In Italia, i Neet – tra i 15 e i 34 anni – sono oltre 3 milioni; un dato allarmante, caratterizzato da disuguaglianze territoriali, di genere e cittadinanza, con prevalenza femminile, dimostrando che per le donne è più complicato uscire da questa condizione.
Quali sono le cause del N.E.E.T.?
Perché, per la generazione lavorativa del futuro, il mondo del lavoro è così ostile e privo di stimoli?
Dove cercare le cause principali di una situazione stagnante?
- Nei centri per l’impiego, il sistema di profilazione di coloro che possono essere chiamati per iniziare un percorso di formazione, riqualificazione e occupazione non funziona ancora come dovrebbe.

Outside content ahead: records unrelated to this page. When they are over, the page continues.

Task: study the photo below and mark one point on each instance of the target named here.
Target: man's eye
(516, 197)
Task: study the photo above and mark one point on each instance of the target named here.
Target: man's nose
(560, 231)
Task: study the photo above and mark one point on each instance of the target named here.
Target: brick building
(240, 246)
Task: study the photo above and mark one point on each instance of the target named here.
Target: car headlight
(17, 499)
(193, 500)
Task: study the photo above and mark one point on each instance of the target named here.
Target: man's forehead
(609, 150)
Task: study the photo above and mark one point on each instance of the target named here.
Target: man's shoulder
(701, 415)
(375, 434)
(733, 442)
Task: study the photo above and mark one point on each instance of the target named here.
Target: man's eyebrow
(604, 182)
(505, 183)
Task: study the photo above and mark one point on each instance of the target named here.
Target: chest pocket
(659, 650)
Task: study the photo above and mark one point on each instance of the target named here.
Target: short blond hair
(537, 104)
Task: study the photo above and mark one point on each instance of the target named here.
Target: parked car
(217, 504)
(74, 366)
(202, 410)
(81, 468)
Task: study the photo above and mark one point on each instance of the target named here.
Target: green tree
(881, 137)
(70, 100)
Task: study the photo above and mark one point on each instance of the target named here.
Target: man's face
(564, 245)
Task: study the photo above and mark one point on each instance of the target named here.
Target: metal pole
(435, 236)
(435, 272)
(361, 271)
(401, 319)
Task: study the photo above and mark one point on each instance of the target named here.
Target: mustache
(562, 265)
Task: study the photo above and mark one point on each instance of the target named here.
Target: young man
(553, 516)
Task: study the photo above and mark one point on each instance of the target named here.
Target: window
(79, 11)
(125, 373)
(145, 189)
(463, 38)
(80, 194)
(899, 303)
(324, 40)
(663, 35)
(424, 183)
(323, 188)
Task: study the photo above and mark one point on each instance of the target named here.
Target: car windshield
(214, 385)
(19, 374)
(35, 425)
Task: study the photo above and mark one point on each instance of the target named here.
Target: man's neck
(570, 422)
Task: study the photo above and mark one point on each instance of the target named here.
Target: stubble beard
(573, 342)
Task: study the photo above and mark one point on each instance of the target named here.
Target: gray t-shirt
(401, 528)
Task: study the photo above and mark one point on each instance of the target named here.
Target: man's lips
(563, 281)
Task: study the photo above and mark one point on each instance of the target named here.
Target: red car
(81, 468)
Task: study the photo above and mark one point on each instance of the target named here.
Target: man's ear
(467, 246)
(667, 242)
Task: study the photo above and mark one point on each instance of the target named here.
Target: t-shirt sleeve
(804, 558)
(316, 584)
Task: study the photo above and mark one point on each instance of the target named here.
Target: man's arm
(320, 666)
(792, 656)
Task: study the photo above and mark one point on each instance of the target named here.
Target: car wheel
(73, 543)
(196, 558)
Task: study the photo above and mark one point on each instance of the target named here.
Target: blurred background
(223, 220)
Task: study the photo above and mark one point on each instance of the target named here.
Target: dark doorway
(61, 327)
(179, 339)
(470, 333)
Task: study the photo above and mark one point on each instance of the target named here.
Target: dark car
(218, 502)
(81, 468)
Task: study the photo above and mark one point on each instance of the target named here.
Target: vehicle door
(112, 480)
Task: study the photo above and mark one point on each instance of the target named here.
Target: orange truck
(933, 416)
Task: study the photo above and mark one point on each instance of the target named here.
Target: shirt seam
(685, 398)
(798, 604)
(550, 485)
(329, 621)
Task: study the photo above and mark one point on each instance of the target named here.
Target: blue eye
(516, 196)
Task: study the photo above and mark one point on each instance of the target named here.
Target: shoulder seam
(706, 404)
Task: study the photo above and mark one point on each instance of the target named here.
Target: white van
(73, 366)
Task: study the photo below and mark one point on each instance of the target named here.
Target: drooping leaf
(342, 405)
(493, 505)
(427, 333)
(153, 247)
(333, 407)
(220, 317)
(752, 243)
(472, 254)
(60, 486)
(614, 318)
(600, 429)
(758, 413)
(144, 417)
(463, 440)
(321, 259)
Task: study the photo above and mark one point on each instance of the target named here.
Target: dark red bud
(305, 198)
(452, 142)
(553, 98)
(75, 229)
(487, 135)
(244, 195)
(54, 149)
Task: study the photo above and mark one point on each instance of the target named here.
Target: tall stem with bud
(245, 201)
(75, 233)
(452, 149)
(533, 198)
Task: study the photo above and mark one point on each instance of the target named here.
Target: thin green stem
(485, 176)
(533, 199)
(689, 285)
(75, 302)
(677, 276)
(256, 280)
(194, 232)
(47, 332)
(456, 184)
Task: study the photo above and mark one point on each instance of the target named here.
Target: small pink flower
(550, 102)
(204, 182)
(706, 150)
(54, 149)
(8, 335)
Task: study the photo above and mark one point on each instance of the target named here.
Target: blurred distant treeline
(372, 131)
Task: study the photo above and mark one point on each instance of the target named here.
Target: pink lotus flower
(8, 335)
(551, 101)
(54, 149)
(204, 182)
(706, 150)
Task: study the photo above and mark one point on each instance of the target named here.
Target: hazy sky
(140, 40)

- I cosiddetti Neet sono tra coloro che maggiormente usufruiscono del reddito di cittadinanza in Italia, cosa che li fa privilegiare una situazione di garanzia, rispetto alle incertezze del mondo del lavoro, anche se la misura è ora oggetto di revisione e restrizioni.
- Le aziende ristrutturano il proprio organico, apportando tagli numerici significativi perché non supportate dal sistema, con sufficienti e puntuali manovre di incentivazione.
- Le procedure di assunzione con agevolazioni e sgravi fiscali sono ancora troppo complesse.
- Non si investe adeguatamente nella formazione aziendale per la crescita personale e professionale dei neo assunti e, soprattutto, i salari sono ancora troppo bassi.
Il fenomeno dei N.E.E.T., cosa sta cambiando?
Anche se qualcosa si sta muovendo, a fronte di dati scoraggianti, siamo ancora molto indietro, mentre il mondo del lavoro ha bisogno di muoversi velocemente e in modo snello per poter pensare di iniziare a raggiungere stabilità economica, in un clima fatto di incertezze, dove ancora non si comprende la potenzialità di una risorsa preziosa come la forza lavoro giovane, da forgiare e incentivare.
Le aziende hanno il compito di risultare attrattive, cambiare le visioni e il modello organizzativo, perché i giovani ormai hanno bisogno di continui stimoli per integrarsi e produrre. Facciamocene una ragione, questa è un’altra era.